Some historians have noted that this emphasis on graceful forms is ancient. Dhida Saraya noted that the Dvaravati civilization began to flourish more than 1,500 years ago in the southern part of the Chao Phya basin. This civilization was an association of cities and villages that mixed people of many ethnic groups and formed trading relationships that extended to India and into lands in modern Burma and Cambodia, and which adapted Buddhist and Hindu art and ideas from India. They adapted several Indian styles, from the Guptas, Amaravati, the Pallavas, and the Ajanta caves. Saraya noted that the Dvaravati synthesized all these influences and ethnic groups in a relatively tolerant society and a sense of grace.
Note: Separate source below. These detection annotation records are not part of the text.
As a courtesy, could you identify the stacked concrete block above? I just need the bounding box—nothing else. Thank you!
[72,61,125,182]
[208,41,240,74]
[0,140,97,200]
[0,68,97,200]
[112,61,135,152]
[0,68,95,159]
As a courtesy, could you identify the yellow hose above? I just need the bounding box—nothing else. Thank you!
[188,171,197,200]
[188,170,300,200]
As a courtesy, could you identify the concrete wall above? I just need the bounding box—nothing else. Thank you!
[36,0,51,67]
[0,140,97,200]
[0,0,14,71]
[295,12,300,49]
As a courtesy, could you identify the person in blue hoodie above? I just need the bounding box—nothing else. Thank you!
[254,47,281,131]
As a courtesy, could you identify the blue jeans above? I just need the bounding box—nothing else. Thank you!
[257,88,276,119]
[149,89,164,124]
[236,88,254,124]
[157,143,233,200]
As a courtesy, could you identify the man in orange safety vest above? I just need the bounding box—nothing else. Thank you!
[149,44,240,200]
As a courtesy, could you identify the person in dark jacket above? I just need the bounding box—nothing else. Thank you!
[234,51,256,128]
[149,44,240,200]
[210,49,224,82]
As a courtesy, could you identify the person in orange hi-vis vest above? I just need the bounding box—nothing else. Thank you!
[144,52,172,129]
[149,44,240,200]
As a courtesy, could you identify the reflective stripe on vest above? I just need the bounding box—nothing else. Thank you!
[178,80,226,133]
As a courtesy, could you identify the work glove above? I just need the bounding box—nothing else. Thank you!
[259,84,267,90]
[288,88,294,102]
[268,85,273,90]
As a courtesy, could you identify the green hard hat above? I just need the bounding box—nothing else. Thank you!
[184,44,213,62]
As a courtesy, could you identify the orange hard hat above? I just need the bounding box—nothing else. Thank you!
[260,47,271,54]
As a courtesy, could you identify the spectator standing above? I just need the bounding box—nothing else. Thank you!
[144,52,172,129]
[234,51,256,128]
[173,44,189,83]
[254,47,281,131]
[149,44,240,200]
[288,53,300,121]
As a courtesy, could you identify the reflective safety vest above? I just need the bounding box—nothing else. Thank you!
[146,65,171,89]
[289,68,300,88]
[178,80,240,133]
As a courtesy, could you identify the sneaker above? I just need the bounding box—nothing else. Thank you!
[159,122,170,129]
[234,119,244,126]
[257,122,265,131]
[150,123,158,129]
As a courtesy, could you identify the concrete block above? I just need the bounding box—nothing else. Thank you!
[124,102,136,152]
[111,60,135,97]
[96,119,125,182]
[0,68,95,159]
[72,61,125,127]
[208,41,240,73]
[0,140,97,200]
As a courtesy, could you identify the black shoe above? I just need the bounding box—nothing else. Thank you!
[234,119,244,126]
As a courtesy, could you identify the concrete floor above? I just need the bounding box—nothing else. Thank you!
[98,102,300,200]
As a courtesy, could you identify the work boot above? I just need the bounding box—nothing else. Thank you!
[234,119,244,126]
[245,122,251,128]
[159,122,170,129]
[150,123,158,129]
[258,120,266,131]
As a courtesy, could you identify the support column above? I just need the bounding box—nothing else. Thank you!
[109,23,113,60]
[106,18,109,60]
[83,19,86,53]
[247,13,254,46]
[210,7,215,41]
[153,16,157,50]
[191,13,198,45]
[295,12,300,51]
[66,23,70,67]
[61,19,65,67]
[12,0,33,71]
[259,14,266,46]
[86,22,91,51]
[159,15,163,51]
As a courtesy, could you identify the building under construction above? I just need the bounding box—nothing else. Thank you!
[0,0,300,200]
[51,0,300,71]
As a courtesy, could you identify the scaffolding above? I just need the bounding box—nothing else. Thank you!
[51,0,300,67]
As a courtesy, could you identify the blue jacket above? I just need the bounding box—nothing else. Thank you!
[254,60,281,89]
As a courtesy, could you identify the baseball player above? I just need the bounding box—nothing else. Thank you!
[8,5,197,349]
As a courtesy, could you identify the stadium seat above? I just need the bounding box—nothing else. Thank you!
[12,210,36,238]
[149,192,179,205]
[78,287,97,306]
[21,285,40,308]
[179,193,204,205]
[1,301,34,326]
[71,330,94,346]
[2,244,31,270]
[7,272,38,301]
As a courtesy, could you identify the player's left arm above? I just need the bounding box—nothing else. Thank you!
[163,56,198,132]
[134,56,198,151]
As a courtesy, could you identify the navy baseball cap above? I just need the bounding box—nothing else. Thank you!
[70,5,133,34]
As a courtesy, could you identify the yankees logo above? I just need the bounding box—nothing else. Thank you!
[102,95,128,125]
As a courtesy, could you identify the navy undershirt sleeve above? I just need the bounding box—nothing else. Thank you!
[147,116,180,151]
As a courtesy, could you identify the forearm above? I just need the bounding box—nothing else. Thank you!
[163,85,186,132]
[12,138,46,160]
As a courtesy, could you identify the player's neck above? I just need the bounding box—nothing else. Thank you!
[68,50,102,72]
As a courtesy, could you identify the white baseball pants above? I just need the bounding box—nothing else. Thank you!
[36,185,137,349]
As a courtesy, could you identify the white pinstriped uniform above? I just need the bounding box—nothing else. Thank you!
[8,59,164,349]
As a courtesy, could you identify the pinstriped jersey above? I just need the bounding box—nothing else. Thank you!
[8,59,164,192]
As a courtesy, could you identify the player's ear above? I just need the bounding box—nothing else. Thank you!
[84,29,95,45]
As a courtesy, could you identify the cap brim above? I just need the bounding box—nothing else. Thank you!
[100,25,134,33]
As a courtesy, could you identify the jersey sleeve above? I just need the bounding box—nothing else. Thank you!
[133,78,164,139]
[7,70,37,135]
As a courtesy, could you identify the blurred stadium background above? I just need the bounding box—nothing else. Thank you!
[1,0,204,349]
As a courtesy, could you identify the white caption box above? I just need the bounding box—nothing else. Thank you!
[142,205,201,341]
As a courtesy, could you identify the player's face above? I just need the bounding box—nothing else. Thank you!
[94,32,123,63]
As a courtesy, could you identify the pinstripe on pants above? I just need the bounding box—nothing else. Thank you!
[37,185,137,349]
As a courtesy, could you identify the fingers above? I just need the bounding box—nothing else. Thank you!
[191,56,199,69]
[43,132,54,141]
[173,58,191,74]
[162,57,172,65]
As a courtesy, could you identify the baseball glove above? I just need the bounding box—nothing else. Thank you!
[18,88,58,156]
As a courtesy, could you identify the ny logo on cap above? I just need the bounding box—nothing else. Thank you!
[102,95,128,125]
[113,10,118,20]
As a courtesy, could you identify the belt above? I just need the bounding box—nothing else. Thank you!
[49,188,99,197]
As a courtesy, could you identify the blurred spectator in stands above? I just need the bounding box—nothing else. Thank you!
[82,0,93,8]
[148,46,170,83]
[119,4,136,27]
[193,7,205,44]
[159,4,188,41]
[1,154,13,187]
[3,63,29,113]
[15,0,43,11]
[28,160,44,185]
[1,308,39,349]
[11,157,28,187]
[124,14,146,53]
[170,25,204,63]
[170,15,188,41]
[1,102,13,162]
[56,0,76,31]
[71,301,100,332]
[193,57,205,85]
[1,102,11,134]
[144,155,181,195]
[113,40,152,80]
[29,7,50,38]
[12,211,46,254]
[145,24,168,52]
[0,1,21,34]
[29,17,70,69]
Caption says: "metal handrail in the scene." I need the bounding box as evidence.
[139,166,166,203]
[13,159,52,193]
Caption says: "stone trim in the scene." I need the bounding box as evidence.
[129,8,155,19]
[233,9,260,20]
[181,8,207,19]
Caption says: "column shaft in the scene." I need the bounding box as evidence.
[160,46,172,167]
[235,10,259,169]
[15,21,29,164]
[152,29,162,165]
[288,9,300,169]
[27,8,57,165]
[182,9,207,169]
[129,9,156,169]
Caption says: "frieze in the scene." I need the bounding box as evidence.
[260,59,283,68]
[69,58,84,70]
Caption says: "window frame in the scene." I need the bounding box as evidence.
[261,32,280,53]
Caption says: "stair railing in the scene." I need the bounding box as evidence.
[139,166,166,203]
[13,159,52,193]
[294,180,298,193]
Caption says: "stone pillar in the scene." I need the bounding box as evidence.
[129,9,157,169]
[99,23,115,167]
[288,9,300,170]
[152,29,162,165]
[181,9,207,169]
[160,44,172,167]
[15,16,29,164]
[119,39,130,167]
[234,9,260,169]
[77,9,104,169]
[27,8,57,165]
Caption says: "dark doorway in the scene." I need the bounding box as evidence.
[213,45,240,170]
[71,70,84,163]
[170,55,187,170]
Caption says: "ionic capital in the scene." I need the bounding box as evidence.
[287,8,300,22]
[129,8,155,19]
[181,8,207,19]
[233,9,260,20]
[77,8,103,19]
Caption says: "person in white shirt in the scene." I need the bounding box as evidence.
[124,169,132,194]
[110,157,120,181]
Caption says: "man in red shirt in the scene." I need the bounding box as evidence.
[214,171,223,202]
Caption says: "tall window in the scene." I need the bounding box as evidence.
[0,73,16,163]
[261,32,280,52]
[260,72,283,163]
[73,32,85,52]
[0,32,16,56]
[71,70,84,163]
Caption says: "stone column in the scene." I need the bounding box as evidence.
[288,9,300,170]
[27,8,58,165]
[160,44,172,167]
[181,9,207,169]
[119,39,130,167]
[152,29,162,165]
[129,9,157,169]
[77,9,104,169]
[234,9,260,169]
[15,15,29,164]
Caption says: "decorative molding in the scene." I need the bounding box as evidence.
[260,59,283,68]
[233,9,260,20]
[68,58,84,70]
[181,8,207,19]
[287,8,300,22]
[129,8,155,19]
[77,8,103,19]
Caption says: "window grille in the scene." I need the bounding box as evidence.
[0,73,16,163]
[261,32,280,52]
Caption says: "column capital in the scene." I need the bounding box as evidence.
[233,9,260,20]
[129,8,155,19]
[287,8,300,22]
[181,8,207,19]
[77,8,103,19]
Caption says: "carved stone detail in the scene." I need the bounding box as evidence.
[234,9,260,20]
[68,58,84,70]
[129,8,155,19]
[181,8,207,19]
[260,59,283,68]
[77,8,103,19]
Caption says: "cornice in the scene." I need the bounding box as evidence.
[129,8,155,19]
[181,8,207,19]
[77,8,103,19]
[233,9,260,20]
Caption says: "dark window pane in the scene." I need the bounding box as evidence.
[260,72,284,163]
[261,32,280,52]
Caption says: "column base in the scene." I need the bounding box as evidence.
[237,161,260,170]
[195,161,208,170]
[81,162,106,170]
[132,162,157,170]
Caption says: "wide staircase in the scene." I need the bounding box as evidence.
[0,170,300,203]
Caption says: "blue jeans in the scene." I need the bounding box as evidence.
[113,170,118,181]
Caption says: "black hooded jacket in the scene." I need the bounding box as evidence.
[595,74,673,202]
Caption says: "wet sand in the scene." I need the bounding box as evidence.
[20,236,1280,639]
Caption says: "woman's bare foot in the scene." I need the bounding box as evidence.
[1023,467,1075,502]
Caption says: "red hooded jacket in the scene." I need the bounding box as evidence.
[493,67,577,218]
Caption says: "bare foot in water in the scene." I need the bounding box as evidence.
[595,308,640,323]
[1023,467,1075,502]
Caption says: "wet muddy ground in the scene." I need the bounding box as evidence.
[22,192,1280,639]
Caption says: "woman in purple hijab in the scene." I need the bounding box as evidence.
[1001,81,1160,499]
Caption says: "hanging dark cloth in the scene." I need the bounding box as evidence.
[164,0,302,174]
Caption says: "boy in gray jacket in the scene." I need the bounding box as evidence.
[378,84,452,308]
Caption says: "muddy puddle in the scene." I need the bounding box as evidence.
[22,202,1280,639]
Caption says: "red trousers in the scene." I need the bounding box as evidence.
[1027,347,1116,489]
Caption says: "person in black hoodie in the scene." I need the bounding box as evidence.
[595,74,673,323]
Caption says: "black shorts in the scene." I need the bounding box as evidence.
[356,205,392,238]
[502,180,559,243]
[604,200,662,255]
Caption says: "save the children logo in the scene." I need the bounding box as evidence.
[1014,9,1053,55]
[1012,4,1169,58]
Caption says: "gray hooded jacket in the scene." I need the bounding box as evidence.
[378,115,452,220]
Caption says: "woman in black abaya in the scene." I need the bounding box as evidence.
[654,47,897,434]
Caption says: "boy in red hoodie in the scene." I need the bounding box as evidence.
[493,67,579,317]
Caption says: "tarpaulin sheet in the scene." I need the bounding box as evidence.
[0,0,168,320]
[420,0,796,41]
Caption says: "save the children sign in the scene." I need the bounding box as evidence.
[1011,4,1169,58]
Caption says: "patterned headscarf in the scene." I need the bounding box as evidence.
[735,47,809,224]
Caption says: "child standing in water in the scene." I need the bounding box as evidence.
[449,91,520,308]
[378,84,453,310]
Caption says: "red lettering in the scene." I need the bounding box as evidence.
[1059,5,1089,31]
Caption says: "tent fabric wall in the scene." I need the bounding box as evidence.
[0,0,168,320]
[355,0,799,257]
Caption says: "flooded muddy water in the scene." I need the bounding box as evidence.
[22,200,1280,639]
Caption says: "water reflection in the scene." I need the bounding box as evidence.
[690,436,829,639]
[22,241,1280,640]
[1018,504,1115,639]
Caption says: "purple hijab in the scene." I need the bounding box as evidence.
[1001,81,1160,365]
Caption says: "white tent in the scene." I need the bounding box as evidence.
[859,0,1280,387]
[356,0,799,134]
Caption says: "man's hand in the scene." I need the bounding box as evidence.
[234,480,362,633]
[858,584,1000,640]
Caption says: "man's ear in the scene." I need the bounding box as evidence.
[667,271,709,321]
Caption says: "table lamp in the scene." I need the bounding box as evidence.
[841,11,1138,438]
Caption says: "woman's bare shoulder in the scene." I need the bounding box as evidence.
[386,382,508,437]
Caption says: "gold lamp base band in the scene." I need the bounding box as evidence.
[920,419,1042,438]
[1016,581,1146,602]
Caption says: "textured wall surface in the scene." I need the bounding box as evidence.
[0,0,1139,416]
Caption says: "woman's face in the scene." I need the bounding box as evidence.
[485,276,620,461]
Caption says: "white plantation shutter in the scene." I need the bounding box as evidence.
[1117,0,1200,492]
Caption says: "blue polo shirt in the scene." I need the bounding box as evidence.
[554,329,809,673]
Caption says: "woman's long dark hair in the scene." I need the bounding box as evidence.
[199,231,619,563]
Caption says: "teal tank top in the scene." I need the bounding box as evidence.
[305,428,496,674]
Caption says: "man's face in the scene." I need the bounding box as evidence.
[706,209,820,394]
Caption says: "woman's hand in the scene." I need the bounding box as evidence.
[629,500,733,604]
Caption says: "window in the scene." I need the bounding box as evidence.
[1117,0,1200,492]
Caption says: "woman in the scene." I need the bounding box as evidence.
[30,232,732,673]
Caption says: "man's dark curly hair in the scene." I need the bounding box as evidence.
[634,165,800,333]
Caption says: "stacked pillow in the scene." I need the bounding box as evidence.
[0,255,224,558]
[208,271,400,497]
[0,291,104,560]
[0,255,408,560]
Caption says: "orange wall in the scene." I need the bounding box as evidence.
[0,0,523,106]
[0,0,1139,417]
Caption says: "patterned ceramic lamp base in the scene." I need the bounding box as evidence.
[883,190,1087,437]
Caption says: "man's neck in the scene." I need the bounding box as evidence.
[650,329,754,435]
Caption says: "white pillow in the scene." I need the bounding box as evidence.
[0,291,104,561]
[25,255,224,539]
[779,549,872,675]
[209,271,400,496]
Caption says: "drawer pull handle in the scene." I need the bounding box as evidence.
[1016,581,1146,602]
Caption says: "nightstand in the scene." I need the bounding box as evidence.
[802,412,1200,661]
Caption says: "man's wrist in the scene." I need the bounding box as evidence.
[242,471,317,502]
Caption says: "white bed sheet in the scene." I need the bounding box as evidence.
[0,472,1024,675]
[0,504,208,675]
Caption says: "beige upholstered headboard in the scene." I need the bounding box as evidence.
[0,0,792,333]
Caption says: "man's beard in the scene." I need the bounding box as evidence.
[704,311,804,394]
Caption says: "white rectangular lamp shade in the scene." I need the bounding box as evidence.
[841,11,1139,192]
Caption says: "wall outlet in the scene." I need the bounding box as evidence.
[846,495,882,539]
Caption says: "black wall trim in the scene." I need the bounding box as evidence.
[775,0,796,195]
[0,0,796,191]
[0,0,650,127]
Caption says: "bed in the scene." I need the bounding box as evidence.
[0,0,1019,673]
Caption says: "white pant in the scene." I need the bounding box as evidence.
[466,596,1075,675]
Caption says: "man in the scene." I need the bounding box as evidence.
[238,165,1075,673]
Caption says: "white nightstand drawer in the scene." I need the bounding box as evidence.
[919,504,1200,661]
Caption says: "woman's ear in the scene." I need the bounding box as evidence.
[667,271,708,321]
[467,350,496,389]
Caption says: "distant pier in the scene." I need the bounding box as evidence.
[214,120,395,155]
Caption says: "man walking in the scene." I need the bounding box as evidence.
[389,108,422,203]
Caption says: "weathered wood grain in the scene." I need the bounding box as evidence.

This tolerance and synthesis of several ethnic groups and artistic styles into cultural patterns that have emphasized grace and the enjoyment of the moment also characterized later Thai societies (such as Sukhothai, Ayutthaya, and early Bangkok), and these patterns have thus been reinforced as mainstream.

 

 

Look Beyond yet again. Many African cultures value vibrancy over static definitions, and they see the community as the prime locus of unity. To place everything under one system of definitions would take the vitality out of living. According to some anthropologists, a lot of thought patterns are organized around rhythm, sound, and touch, and thought is not as dominated by vision or abstraction as it is in the West.

 

 

Now look With, and if you have identified with the West, the static forms and ratios that it has often emphasized can become even more beautiful. I stood in front of the Parthenon in Athens, admiring the balance in its refined forms, and they became increasingly luminous as I compared them with other cultures’ ideas of balance. All places reflected each other as I stood in front of Athena’s home.

 

See how the world begins to shine? If you’re more oriented to motion than vision, see how cultures around the world can dance with each other in limitless ways? Doesn’t’ it seem that each way of perceiving has so far only seen a miniscule part of the whole, and that there is limitless potential for adding richness to perspectives?

 

As you continue to combine looking At, With, and Beyond, these three modes keep enhancing each other’s capabilities by enabling you to be increasingly open to new perspectives. And they bring out more aspects of all cultures. They also encourage people to see more types of connections in nature and to imagine ways that different cultural patterns can mix.

 

 

The historian of religions Karen Armstrong wrote that the Axial Age’s leading teachers emphasized higher standards of ethics, which extended to all people rather than to only members of one’s tribe or network of family and friends. As looking At, With, and Beyond grow together, people’s horizons can continuously open, and this can increase compassion for others. They can also appreciate living systems ever more deeply.

 

So we are at the threshold of an Axial Age that can immensely eclipse the previous one. The internet and today’s regular contact between cultures allow us to expose and share wonders to degrees that the past Axial Age could not have imagined, if enough people become inspired to make the effort.